К его возвращению я буду во всеоружии: глаза подведу синим, щёки трону пудрой под цвет кожи, кусну раз-другой губы, чтобы стали ярче… Да о чём же это я думаю? Не о внешности надо заботиться, а о том, чтобы получше встретить его после утомительного переезда, чтоб подхватить, унести, чтобы всё вокруг него, сам воздух, которым он дышит, пропиталось мною…
И я отворачиваюсь от зеркала, где внимательный взгляд Анни ловит мои мысли…
Осень в Казамене ослепительна. Анни холодна, спокойна, почти безразлична к её пылающему костру – я не могу этого понять. Поместье стоит на покатом склоне небольшой горы, поросшей низкими дубами, не тронутыми ещё пламенем октября. В этих краях – я в них просто влюбилась – оставили свой след сильные южные ветры, но сосны голубые, как на востоке, а с вершины каменной гряды видна вдалеке сверкающая река, живая, серебристая, холодная, как рыбья чешуя.

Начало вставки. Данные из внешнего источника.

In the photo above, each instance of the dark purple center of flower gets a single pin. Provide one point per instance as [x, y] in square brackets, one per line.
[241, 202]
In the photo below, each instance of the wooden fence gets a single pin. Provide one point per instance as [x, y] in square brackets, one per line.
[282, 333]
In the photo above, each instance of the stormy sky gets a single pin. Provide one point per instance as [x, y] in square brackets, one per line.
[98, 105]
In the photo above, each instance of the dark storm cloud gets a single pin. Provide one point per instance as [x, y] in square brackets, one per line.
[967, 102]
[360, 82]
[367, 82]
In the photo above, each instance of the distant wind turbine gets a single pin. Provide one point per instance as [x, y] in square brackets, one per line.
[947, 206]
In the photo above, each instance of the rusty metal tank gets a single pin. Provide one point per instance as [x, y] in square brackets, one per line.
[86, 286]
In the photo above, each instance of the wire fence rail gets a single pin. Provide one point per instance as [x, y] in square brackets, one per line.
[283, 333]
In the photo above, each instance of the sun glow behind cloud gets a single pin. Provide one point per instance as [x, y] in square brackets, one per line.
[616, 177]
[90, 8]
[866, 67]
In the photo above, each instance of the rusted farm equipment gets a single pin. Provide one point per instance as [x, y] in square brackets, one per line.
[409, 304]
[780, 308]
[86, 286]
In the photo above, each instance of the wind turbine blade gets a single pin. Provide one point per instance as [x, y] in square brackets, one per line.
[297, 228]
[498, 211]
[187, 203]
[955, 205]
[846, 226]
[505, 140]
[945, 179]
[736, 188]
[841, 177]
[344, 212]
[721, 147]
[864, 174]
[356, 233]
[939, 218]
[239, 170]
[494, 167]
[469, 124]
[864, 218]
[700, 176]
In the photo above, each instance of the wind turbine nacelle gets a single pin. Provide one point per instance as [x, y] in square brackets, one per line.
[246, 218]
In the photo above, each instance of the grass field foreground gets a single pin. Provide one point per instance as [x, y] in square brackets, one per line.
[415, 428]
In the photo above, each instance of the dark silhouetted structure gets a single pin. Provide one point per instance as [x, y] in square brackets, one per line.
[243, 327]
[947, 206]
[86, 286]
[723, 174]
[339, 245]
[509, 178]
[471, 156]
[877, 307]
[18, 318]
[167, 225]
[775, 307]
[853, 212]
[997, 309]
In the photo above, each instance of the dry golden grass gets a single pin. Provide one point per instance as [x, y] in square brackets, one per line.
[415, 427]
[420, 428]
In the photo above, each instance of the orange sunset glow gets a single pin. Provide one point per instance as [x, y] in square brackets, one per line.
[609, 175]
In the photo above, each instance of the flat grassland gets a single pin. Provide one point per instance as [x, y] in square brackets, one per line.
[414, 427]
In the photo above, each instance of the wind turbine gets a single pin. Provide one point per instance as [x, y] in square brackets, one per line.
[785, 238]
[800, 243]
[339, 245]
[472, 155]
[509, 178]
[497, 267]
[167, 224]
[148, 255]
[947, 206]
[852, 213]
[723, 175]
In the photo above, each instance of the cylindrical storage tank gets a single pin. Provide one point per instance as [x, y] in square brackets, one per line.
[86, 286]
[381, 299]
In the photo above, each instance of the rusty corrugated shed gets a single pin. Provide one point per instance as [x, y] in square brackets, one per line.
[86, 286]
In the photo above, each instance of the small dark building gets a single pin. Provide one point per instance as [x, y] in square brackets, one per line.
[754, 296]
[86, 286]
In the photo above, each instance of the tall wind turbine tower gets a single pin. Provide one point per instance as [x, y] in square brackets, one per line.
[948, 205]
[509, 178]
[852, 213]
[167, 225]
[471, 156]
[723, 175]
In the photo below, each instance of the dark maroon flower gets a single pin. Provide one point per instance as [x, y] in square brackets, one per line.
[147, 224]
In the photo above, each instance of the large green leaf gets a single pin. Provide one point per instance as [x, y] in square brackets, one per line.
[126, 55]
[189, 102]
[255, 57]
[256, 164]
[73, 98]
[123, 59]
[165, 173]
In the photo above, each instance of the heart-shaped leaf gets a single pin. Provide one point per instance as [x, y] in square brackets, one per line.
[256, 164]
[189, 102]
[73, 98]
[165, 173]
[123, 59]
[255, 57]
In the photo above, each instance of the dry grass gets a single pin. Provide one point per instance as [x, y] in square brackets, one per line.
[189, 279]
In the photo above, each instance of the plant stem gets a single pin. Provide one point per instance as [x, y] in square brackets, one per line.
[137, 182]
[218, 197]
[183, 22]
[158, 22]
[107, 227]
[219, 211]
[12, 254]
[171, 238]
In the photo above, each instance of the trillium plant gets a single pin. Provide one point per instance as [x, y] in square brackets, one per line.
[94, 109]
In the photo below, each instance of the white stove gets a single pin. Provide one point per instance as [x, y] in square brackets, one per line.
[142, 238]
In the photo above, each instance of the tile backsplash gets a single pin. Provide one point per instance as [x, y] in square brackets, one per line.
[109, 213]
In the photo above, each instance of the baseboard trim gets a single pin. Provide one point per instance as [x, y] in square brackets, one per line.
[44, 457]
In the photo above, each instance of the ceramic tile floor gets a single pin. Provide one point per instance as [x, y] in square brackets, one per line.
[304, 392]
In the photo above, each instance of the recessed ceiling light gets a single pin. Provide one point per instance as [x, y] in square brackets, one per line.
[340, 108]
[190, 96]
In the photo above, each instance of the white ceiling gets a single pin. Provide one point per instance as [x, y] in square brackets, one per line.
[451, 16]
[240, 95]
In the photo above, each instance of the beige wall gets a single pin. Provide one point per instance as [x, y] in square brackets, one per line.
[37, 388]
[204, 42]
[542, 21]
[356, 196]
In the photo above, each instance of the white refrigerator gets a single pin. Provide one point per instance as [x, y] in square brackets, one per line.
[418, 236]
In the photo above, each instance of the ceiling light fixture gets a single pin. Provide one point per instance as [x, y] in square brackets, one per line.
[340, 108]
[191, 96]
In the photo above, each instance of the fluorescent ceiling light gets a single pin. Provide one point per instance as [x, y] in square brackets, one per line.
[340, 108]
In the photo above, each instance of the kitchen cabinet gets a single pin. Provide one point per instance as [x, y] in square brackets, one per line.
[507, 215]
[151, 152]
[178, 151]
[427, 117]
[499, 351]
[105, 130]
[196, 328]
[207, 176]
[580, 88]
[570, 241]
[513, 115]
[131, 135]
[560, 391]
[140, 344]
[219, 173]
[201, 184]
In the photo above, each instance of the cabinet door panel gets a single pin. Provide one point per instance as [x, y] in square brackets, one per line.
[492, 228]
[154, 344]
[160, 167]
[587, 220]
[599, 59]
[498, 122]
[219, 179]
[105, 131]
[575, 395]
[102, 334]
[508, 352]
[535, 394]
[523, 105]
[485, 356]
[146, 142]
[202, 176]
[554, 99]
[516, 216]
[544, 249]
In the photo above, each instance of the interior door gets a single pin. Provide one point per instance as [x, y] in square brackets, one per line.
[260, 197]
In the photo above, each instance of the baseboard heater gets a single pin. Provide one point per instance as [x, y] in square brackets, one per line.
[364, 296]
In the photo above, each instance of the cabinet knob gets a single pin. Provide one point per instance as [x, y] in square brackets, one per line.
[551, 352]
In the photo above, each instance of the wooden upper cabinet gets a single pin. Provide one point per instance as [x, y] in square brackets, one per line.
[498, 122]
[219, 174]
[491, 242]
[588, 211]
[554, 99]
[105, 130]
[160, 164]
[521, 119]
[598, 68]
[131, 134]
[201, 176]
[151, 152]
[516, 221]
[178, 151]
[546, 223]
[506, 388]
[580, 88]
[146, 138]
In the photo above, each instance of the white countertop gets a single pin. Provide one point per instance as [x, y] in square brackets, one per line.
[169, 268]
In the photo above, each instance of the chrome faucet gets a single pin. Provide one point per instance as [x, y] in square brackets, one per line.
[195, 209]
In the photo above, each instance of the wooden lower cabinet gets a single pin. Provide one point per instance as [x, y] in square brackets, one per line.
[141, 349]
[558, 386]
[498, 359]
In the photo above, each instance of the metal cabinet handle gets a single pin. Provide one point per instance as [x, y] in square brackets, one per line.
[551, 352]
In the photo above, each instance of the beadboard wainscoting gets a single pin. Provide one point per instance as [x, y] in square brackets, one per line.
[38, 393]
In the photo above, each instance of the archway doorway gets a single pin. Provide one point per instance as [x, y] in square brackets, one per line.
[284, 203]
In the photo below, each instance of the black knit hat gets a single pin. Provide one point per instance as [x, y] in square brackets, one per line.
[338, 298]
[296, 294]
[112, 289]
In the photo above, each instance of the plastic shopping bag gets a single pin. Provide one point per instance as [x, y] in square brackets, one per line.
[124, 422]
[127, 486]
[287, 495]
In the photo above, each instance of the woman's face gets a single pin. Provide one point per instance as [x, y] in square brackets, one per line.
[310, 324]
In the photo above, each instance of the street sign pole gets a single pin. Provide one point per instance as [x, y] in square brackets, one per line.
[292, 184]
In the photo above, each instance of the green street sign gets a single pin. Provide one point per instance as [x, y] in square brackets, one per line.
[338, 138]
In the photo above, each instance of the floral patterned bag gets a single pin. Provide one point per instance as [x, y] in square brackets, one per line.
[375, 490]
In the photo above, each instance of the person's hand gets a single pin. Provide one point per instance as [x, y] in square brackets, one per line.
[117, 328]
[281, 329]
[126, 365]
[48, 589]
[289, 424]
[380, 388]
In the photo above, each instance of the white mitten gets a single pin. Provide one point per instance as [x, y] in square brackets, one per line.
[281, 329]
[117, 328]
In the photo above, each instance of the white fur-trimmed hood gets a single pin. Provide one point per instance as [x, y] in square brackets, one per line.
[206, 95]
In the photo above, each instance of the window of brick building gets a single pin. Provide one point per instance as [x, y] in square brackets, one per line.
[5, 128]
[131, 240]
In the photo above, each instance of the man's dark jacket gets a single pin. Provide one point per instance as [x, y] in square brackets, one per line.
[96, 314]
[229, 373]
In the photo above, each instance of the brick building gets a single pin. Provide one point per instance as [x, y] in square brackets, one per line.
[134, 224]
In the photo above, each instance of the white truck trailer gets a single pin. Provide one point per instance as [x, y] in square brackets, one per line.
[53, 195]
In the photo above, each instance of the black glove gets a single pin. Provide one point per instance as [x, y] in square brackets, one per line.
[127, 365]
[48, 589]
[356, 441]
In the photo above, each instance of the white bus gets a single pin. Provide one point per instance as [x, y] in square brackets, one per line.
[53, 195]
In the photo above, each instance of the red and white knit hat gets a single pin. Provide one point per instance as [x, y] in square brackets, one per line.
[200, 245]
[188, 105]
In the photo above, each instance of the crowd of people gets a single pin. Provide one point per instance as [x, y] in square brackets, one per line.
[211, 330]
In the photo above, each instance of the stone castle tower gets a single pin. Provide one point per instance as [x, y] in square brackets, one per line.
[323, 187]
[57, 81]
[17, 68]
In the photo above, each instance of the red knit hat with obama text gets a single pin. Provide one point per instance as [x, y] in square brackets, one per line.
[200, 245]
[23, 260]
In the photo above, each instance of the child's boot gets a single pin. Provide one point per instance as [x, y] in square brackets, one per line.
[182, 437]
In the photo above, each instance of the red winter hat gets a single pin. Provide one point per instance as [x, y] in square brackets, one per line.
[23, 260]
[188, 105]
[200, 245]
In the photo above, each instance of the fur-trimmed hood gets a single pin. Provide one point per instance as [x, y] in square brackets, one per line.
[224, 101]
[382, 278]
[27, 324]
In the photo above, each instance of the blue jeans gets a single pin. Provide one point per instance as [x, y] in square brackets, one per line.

Ограда обвалилась и перегородила дорогу, одичавший виноград потихоньку глушит глицинии, а цветы на розовых кустах уже не махровые, розы постепенно перерождаются в шиповник. От лабиринта, по-детски наивного, разбитого некогда дедушкой Анни, остались заросли клёнов, боярышника и растений, которые в Монтиньи называют «пюлен», небольшие рощицы вейгелы, модной в стародавние времена. Столетним елям жить осталось недолго, плющ сплошь увил их стволы и скоро совсем задушит… Чья-то кощунственная рука развернула сланцевую плиту – циферблат солнечных часов, они показывают полдень, хотя теперь – без четверти два.